Placebos: Zwischen Schein und Wirkung

Placebos: Zwischen Schein und Wirkung
Die deutsche Ärztekammer empfiehlt, mehr Scheinmedikamente einzusetzen. Das wirft viele ethische Fragen auf.

Es klingt kurios: Ärzte verschreiben ihren Patienten Arzneien, mit denen sie „gute Erfahrungen gemacht“ haben. Der Inhalt: Milchzucker oder ähnliche Substanzen. Placebos also, ganz ohne Wirkstoffe. Genau das empfiehlt die Bundesärztekammer, oberste deutsche Standesvertretung: Scheinmedikamente sollen stärker als bisher in Therapien genutzt werden. Die Vorteile würden überwiegen: „Mit dem Einsatz von Placebos lassen sich erwünschte Arzneimittelwirkungen maximieren, unerwünschte Wirkungen verringern und Kosten im Gesundheitswesen sparen.“

Ein ärztlicher Betrug? Nicht unbedingt. In wissenschaftlichen Studien werden Placebos zwar als Schein­medikamente eingesetzt, um die Wirkung neuer Arzneien zu bewerten.
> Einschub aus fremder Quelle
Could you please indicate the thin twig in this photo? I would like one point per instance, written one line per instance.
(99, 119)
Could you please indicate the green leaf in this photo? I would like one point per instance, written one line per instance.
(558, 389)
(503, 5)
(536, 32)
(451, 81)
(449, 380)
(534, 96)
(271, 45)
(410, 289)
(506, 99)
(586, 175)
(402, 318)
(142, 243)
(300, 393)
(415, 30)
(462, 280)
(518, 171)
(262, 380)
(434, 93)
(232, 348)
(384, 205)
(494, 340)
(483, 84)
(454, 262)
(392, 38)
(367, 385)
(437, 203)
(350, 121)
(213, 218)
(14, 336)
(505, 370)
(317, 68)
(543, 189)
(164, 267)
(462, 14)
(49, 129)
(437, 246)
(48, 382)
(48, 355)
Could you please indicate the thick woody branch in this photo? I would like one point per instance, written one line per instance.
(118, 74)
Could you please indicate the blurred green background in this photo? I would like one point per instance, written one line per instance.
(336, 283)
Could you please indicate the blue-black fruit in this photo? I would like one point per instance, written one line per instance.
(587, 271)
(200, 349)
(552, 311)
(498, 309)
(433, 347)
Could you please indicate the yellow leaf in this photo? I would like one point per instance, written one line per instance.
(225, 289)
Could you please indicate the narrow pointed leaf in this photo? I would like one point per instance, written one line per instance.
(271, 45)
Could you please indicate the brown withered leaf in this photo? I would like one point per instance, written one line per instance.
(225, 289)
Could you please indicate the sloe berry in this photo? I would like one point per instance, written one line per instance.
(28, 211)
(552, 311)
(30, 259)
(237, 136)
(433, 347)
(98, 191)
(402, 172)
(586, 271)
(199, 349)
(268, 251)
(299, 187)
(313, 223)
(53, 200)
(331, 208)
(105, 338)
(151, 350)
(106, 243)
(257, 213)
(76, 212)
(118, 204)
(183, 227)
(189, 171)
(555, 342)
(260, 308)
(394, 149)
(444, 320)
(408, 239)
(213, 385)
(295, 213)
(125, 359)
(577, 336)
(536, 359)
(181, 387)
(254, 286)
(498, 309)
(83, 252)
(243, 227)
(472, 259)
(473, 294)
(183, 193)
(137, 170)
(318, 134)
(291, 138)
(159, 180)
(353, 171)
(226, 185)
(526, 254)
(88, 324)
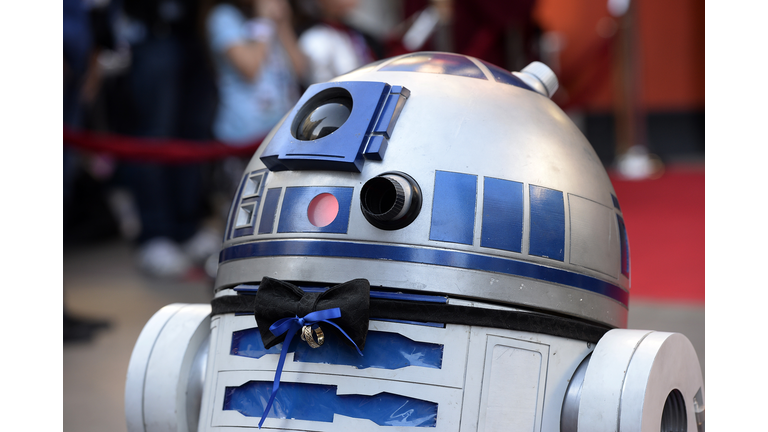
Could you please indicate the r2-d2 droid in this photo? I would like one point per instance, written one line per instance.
(426, 242)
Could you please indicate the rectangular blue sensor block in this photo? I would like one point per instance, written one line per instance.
(502, 215)
(267, 223)
(293, 214)
(389, 115)
(547, 223)
(453, 207)
(376, 148)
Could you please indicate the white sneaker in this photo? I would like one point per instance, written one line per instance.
(161, 257)
(202, 245)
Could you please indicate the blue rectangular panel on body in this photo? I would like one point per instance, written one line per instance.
(624, 246)
(267, 223)
(502, 215)
(341, 150)
(294, 211)
(319, 402)
(547, 223)
(383, 350)
(453, 207)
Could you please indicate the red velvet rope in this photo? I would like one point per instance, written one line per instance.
(153, 149)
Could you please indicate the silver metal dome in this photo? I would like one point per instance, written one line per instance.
(499, 196)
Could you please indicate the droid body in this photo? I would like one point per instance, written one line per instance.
(425, 242)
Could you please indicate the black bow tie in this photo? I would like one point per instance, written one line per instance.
(276, 299)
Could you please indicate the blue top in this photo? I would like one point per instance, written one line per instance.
(247, 109)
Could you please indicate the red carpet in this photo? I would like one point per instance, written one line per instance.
(665, 226)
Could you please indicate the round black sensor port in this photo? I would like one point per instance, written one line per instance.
(391, 200)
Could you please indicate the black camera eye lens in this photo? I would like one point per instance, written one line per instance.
(323, 117)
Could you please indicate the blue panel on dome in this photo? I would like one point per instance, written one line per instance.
(293, 213)
(505, 77)
(319, 402)
(624, 247)
(547, 223)
(422, 255)
(453, 207)
(341, 150)
(502, 215)
(267, 223)
(383, 350)
(439, 63)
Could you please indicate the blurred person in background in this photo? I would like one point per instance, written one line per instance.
(81, 81)
(253, 49)
(258, 64)
(165, 82)
(331, 45)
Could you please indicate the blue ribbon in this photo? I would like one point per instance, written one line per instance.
(290, 326)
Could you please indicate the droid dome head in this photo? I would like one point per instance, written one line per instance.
(434, 173)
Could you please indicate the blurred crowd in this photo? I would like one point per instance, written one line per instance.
(226, 71)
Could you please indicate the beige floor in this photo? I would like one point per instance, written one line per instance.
(101, 281)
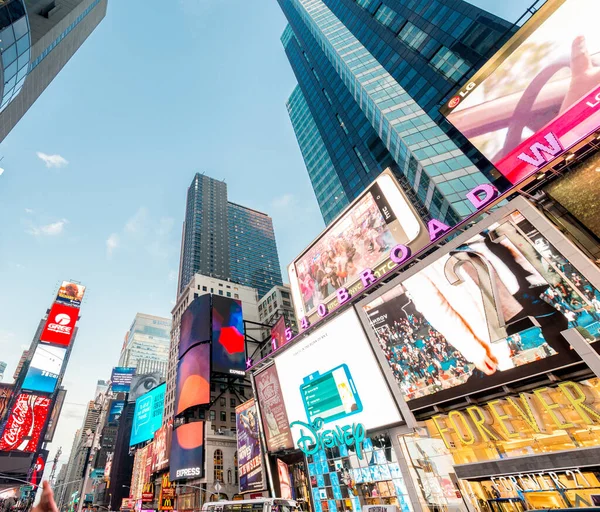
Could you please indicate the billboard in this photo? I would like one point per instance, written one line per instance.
(359, 238)
(70, 294)
(538, 96)
(228, 341)
(187, 452)
(193, 378)
(147, 416)
(121, 378)
(55, 415)
(333, 380)
(44, 369)
(276, 425)
(487, 312)
(115, 411)
(162, 447)
(143, 383)
(60, 325)
(248, 443)
(25, 422)
(195, 324)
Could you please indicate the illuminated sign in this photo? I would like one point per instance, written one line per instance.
(495, 420)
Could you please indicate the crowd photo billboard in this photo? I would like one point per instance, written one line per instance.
(488, 311)
(148, 414)
(228, 340)
(539, 95)
(333, 379)
(44, 369)
(248, 443)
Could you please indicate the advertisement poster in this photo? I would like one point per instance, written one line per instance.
(333, 379)
(70, 294)
(228, 340)
(489, 312)
(538, 96)
(193, 378)
(195, 324)
(249, 453)
(25, 423)
(60, 325)
(360, 238)
(148, 414)
(272, 408)
(121, 379)
(44, 369)
(187, 452)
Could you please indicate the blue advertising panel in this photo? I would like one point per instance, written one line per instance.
(121, 379)
(147, 417)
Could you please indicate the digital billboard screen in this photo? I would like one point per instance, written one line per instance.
(228, 339)
(60, 325)
(360, 238)
(248, 443)
(187, 452)
(148, 414)
(332, 377)
(44, 369)
(489, 311)
(193, 378)
(25, 423)
(195, 324)
(121, 378)
(539, 95)
(70, 294)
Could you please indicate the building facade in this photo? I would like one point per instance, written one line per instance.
(371, 77)
(38, 38)
(225, 240)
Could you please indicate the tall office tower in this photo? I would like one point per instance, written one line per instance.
(225, 240)
(146, 345)
(372, 75)
(38, 37)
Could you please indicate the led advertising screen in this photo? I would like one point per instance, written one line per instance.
(60, 325)
(70, 294)
(195, 324)
(539, 95)
(193, 378)
(248, 442)
(488, 312)
(25, 422)
(187, 452)
(228, 341)
(360, 238)
(121, 378)
(332, 378)
(44, 369)
(147, 417)
(276, 425)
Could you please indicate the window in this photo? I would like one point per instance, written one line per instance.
(218, 466)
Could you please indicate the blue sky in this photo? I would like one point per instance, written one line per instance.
(96, 173)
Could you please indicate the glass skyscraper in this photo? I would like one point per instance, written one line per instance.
(225, 240)
(372, 75)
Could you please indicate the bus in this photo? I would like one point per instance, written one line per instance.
(255, 505)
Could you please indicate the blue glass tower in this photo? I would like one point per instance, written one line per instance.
(371, 77)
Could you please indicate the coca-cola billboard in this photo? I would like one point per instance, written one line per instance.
(25, 423)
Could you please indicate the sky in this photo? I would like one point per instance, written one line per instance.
(96, 172)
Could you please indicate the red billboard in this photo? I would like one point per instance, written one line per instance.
(60, 325)
(539, 95)
(25, 423)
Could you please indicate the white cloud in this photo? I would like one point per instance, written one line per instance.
(284, 201)
(112, 242)
(52, 160)
(53, 229)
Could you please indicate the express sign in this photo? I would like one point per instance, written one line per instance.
(60, 325)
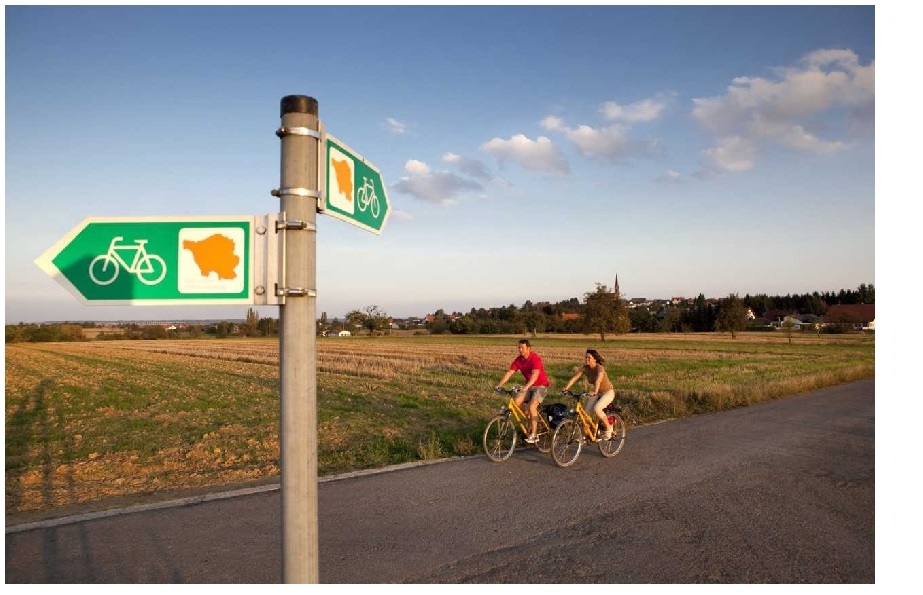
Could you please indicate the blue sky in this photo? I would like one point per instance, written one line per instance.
(529, 152)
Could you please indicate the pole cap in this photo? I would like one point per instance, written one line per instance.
(301, 104)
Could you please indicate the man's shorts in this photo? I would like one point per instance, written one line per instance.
(536, 392)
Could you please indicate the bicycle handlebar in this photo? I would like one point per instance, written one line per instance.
(510, 391)
(577, 396)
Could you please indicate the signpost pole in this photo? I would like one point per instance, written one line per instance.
(298, 195)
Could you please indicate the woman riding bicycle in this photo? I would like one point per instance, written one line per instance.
(603, 391)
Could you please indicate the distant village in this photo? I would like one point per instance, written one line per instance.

Zahlreiche – große und seriöse – Studien belegten aber ebenso, dass sich sehr wohl positive Effekte nach der Gabe von Placebos einstellten. „Placebos sind keine Nicht-Behandlung, sondern hoch wirksam“, betont Otto Pjeta von der österreichischen Ärztekammer.

Vertrauensverhältnis

Hierzulande sei jedoch nicht mit ähnlichen Empfehlungen wie in Deutschland zu rechnen. „Unsere Position ist: Der Zweck heiligt nicht die Mittel. Das Vertrauensverhältnis Arzt – Patient steht da weit darüber.“ Er spricht damit das ethische Problem eines Placebo-Einsatzes im Praxisalltag an: „Einem Patienten etwas ohne Wirkstoff und auch ohne Aufklärung zu geben, wäre Vorspiegelung falscher Tatsachen.“ Ähnlich formuliert es Univ.-Prof. Michael Freiss­muth, Leiter des Zentrums für Pharmakologie und Physiologie an der Uni Wien. „Der Arzt ist für die Wirksamkeit eines Placebos der wichtigste Faktor.“ Warum? „Wenn ich einem Patienten Wirkung, aber auch mögliche Nebenwirkungen genau erkläre, wird er diese Nebenwirkungen wohl durchaus spüren. Aber sie auch leichter ertragen.“ Pjeta ergänzt: „Reine Placebos sollten nur in Ausnahmefällen eingesetzt werden.“ Wesentlich häufiger sei der Einsatz sogenannter Pseudo-Placebos. „Manche Patienten spüren Nebenwirkungen sehr intensiv.

Studien haben gezeigt, dass mit einer leichten Unterdosierung eine vergleichbare Wirkung bei weniger subjektiv empfundenen Nebenwirkungen erreichbar ist.“ So bleibe auch das Vertrauensverhältnis aufrecht. „Der Patient weiß, was ich gemacht habe und ist eingebunden in die Entscheidung. Wenn ich auf der üblichen Dosis beharre, verliert er überdies leichter das Vertrauen in mich.“ Auch die Frage der Finanzierung stellt sich. „Wer bezahlt ein Arzneimittel, das ein Arzt im Wissen um seine Nicht-Wirkung verschreibt?“, fragt Freissmuth. Placebos haben für ihn auch viel mit Erwartungshaltungen zu tun. „Es ist im Grunde unmöglich, eine ärztliche Therapie ohne Placeboeffekt zu machen.“ Für Pjeta verwenden am häufigsten Eltern kleiner Kinder Placebos. „Ihre Medikamente sind Zuwendung, Berührung und Trösten.“

Info: Positive und negative Wirkungen

Placebo Der Begriff kommt aus dem Lateinischen und heißt „Ich möchte gefallen“. In der Medizin bezeichnet man damit Arzneien die keinen Wirkstoff enthalten. Scheininterventionen (Operation, Akupunktur etc.) fallen aber ebenso darunter. Durch eine positive Erwartungshaltung werden Schaltkreise im Gehirn aktiviert.

Nocebo Der Begriff kommt ebenso aus dem Lateinischen, meint jedoch „Ich werde schaden“. Es wurde 1961 erstmals beschrieben. Beim Nocebo-Effekt erwartet der Patient ein negatives Ereignis oder befürchtet das Schlimmste. Typisches Beispiel: Angst vor Nebenwirkungen.